Pickwick’s, The Claridges
12 Aurangzeb Road, New Delhi 110011
Tea for two, with heavy snacks: Rs 2,000
Notwithstanding austerity drives and touching scenes of Rahul baba eating poori sabzi in the hinterland, the truth is Congressmen rather like hanging about in hotels, especially those in the vicinity of the all-important AICC. While big shots favour the House of Ming at the Taj and the coffee shop of the Meridien, several middle-rungers and aspirants (yes even the better class of Haryanvi ticket-seeker, not given to hanging around outside bhavans) have a marked fancy for Pickwick’s—cosy, wood-panelled, old worldish and above all, quite unobtrusive.

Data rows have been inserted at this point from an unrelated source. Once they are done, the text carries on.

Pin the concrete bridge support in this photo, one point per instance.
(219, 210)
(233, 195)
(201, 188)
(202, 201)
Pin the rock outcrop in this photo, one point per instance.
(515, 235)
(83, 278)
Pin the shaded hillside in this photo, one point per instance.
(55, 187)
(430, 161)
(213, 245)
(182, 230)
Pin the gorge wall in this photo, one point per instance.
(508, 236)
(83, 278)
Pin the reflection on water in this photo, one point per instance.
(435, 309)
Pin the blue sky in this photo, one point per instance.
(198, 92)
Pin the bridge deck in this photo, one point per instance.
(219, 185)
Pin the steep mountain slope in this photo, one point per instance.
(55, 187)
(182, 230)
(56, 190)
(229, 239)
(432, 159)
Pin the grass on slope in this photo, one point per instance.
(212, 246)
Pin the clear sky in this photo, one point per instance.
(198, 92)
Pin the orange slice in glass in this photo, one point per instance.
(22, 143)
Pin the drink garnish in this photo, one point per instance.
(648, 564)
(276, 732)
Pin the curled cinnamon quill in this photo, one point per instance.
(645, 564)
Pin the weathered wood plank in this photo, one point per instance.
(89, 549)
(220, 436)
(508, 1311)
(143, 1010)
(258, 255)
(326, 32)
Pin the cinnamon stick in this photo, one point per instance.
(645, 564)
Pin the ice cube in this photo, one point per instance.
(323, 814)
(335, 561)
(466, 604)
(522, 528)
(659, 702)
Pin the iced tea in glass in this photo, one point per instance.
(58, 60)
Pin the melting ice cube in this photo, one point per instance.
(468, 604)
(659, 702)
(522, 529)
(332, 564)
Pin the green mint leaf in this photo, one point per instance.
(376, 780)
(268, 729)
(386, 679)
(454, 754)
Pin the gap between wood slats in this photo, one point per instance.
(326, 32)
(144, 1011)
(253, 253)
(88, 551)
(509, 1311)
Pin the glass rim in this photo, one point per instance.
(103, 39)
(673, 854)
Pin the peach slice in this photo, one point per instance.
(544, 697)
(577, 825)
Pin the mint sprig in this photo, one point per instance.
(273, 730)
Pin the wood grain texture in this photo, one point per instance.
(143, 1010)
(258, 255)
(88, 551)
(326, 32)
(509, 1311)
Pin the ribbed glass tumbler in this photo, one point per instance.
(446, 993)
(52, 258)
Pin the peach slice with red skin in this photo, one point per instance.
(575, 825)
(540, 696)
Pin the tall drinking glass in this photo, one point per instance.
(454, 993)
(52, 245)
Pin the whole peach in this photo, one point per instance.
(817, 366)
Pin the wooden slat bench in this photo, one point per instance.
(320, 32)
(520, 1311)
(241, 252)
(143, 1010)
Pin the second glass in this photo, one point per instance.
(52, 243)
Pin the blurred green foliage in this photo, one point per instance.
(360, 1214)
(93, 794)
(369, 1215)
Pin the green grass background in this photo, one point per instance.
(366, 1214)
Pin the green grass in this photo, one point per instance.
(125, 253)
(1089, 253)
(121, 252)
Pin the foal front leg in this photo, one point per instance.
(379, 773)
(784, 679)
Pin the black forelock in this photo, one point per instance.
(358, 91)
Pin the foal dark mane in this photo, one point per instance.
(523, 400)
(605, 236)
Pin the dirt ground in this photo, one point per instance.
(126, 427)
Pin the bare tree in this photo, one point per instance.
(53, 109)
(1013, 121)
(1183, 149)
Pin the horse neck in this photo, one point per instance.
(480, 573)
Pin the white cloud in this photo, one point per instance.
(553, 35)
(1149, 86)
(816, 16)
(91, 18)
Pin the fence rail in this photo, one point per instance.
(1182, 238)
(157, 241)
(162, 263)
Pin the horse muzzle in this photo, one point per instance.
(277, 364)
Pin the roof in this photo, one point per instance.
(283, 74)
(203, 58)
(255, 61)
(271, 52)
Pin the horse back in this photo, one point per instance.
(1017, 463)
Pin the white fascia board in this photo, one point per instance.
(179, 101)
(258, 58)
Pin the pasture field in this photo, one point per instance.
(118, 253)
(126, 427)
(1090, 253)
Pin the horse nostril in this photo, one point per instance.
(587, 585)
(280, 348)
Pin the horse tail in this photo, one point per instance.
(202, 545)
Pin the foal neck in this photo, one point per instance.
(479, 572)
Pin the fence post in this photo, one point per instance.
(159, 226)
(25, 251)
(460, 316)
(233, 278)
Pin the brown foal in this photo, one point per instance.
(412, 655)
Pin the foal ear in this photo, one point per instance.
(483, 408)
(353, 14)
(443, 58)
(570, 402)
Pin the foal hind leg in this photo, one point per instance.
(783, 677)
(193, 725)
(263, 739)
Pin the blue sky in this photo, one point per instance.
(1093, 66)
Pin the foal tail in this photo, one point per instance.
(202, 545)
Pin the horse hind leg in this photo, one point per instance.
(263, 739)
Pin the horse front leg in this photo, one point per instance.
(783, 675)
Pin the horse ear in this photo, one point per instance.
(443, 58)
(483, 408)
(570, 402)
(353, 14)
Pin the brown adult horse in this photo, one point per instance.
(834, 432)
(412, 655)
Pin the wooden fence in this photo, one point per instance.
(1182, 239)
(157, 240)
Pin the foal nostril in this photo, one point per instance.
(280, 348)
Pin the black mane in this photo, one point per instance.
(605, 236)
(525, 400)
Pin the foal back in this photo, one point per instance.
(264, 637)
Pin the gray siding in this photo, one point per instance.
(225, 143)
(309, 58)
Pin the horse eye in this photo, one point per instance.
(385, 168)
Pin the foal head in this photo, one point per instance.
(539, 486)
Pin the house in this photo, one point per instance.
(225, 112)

They generally make a beeline for the back of the restaurant, away from the wide windows overlooking the hotel’s driveway, settle themselves down in a Dickensian huddle on its comfortable sofas and gossip and plot over rounds of tea and chilli cheese toast in the leisurely hours between lunch and dinner. The food is admirably predictable, always a great virtue in a coffee shop. The club sandwich well assembled, the green pea samosas crisp, the fresh sweet lime juice never watery, the tea piping hot. The chilli cheese toast has, we find, been taken off the menu, in favour of some alarmingly chi-chi dishes to advance Pickwick’s claim to being (that awful word) a multi-cuisine restaurant. But no matter, the obliging staff will produce it on demand.